Three studies published or presented this month demonstrate how foetal DNA can be isolated from the mother’s blood and checked for genetic abnormalities.

A test based on such technology could eventually replace amniocentesis and chorionic villus sampling — invasive tests that examine foetal DNA but carry a small risk of miscarriage. Such a test could also ignite new research into how some disorders might be treated in utero, says Dr Kenneth Moise, a professor of obstetrics and gynecology at Baylor College of Medicine in Houston.”This is a new age of being able to diagnose foetal genetic problems by doing a blood test of the mother,” he says. “The beauty of this whole thing is that we can do it at 8 to 10 weeks of pregnancy.”

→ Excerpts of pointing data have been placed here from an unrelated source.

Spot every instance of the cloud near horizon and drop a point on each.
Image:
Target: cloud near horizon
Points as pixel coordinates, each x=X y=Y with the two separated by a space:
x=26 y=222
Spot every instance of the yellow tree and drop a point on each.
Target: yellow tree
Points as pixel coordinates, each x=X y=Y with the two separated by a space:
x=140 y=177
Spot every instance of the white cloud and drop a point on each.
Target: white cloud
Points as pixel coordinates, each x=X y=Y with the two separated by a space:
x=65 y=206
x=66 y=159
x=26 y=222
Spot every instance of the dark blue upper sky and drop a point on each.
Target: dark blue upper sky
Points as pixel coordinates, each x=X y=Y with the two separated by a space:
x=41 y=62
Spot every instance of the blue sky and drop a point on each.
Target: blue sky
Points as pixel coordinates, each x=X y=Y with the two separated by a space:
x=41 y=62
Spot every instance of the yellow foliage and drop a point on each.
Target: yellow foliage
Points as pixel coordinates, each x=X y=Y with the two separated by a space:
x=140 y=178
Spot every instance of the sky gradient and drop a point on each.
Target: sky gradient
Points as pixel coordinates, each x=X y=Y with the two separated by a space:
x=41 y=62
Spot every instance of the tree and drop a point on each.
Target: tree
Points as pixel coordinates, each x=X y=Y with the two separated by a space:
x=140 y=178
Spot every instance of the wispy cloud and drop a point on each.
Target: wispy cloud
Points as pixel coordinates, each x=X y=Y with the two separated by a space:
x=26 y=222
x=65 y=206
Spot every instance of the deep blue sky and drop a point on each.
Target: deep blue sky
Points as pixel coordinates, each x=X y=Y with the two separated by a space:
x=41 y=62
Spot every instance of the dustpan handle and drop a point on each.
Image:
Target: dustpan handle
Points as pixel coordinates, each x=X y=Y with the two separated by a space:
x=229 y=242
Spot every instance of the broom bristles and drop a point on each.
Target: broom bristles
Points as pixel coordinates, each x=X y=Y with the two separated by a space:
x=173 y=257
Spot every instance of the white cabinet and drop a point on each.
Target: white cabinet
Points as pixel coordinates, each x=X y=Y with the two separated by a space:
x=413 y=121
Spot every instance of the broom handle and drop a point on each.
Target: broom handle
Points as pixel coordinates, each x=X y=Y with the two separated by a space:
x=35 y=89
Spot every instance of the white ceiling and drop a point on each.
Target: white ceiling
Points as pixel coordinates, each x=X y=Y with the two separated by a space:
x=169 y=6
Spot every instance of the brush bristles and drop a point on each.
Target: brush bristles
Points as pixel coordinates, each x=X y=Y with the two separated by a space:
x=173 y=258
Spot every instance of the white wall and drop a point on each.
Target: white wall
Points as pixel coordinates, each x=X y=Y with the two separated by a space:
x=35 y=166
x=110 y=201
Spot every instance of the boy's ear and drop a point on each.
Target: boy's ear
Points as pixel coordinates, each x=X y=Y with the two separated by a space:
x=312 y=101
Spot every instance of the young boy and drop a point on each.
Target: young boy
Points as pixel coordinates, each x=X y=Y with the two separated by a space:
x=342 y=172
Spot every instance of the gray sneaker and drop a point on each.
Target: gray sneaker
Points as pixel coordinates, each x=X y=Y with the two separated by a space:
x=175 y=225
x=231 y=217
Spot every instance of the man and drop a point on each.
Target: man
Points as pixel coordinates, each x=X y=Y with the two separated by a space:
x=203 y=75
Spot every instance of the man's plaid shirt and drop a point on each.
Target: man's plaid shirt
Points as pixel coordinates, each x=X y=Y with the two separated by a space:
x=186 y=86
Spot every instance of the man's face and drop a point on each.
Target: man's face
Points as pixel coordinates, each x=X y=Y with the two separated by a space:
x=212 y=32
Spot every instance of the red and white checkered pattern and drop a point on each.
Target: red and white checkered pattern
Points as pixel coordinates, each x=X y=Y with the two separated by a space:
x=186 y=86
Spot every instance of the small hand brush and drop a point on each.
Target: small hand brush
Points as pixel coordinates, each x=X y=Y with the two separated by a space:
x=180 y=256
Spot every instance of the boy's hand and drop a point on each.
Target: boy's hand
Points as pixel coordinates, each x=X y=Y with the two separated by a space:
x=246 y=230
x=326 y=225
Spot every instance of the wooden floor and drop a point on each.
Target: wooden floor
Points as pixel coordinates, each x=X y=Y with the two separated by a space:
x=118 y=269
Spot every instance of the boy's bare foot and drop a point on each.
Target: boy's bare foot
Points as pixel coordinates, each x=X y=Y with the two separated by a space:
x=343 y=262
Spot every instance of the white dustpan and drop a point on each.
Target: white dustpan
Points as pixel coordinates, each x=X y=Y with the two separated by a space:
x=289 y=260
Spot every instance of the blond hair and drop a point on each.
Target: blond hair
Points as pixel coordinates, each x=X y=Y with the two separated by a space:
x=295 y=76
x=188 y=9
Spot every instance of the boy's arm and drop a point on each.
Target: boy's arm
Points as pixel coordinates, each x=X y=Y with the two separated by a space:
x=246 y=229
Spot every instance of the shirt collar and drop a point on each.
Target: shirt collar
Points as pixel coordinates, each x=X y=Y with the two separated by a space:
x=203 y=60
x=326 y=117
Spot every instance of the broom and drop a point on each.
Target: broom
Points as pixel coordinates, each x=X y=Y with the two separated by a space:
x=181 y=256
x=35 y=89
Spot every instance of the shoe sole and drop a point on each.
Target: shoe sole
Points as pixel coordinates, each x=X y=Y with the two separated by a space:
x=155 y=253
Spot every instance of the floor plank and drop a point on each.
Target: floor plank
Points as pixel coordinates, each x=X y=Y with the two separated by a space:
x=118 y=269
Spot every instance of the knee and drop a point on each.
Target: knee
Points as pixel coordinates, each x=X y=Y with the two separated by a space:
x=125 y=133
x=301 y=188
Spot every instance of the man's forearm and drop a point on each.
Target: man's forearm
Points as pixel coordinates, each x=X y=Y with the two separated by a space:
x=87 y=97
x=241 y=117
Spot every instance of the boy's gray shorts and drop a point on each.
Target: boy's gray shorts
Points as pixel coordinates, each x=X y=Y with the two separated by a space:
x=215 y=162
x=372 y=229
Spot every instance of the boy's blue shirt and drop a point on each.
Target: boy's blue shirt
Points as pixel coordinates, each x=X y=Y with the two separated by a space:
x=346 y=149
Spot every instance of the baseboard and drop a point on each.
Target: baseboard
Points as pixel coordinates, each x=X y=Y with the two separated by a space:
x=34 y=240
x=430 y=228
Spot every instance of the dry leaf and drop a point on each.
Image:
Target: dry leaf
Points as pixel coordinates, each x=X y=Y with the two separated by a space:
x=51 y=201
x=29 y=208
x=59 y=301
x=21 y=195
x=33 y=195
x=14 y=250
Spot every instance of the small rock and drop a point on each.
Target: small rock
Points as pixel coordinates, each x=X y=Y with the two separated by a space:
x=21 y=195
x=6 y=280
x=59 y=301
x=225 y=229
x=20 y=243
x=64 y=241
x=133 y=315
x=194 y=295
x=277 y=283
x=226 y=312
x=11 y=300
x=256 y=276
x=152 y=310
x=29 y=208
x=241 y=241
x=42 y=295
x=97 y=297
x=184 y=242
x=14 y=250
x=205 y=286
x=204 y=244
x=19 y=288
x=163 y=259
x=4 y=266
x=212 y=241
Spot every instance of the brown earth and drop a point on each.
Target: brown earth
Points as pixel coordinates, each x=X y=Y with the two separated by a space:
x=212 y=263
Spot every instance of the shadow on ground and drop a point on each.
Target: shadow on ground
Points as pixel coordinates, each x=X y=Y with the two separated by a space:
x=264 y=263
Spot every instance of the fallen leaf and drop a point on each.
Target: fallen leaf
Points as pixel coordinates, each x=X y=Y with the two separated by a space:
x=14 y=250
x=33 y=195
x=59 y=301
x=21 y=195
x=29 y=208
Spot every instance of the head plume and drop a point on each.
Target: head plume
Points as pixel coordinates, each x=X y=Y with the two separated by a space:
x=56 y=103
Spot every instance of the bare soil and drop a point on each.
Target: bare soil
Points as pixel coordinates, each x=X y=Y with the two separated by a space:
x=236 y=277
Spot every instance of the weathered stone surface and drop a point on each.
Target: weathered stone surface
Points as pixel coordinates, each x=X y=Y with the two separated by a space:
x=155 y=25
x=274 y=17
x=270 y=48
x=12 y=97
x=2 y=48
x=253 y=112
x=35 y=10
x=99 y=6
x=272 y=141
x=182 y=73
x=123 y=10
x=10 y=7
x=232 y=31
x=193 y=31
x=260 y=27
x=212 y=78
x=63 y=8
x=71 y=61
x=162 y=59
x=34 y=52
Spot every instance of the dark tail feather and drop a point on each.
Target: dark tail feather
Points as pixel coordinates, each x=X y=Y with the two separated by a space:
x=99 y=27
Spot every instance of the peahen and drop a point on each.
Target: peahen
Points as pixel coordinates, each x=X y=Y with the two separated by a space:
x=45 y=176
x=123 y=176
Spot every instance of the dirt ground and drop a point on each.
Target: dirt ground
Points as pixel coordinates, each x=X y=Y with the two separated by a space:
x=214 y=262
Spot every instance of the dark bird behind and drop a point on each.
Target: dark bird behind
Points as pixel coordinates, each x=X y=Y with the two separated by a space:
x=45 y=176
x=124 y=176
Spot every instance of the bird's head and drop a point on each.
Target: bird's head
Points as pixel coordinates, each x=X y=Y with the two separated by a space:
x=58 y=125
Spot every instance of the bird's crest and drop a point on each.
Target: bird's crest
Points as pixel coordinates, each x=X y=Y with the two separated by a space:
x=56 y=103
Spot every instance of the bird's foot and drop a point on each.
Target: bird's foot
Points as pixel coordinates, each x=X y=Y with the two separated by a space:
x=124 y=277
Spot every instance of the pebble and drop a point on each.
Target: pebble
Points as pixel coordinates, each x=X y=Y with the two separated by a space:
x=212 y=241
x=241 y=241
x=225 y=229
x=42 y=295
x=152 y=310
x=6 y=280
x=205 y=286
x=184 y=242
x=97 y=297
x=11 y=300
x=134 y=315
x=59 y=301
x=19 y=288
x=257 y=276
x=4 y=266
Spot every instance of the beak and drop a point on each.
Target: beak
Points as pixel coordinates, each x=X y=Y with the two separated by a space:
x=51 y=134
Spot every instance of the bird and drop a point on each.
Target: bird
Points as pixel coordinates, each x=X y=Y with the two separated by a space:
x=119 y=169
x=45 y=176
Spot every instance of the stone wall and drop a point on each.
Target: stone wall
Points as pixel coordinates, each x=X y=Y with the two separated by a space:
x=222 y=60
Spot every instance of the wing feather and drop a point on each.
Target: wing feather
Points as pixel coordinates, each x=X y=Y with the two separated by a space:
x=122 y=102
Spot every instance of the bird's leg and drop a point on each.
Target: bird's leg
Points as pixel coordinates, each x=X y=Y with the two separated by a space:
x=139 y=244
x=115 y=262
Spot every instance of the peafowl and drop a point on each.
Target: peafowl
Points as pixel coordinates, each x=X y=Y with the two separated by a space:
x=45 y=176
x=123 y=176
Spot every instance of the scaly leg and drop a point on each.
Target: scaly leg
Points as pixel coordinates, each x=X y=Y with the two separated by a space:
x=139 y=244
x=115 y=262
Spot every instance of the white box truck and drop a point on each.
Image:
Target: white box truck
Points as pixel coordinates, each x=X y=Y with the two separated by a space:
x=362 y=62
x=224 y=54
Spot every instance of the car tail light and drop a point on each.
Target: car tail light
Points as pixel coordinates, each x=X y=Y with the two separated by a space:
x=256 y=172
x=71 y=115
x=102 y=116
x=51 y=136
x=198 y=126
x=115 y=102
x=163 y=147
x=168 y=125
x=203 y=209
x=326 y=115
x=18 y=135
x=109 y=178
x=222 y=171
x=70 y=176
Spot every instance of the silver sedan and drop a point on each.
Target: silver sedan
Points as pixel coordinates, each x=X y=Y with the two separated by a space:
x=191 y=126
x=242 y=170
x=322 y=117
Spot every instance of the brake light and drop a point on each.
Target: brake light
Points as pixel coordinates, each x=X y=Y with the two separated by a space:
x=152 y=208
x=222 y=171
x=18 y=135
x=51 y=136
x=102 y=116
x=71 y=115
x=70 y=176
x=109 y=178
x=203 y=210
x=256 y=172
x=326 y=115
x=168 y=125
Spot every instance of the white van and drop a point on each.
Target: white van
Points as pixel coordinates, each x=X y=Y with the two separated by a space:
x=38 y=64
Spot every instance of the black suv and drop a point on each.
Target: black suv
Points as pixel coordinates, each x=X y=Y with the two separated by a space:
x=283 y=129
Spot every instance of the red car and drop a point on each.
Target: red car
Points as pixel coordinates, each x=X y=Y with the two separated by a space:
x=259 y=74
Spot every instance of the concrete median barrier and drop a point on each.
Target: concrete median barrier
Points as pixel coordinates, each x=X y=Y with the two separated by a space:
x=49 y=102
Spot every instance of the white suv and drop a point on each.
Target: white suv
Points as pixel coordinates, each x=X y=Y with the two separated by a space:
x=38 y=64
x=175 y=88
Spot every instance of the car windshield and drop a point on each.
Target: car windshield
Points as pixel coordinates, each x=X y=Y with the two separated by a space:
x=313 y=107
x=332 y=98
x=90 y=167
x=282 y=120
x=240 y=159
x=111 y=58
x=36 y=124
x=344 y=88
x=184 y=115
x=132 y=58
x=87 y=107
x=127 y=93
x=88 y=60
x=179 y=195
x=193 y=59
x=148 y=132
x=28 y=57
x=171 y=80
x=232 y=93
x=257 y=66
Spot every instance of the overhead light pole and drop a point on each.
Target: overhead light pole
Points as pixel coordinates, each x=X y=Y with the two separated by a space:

Researchers have long known that foetal cells circulate in the mother’s blood and scientists have tried vigorously to develop a prenatal genetic test by isolating those cells. The foetal cells, however, are so scarce, Moise says, that “it was like looking for a needle in a haystack.” Moreover, because such cells can remain in a mother’s blood for many years, doctors couldn’t be sure if the cells were from the foetus or an earlier pregnancy.

About 10 years ago, however, new studies revealed that foetal DNA — packets of genetic code from a developing foetus but not whole foetal cells — also could be found in a pregnant woman’s blood. The discovery of this material, called free foetal DNA, launched new efforts to isolate the genetic material.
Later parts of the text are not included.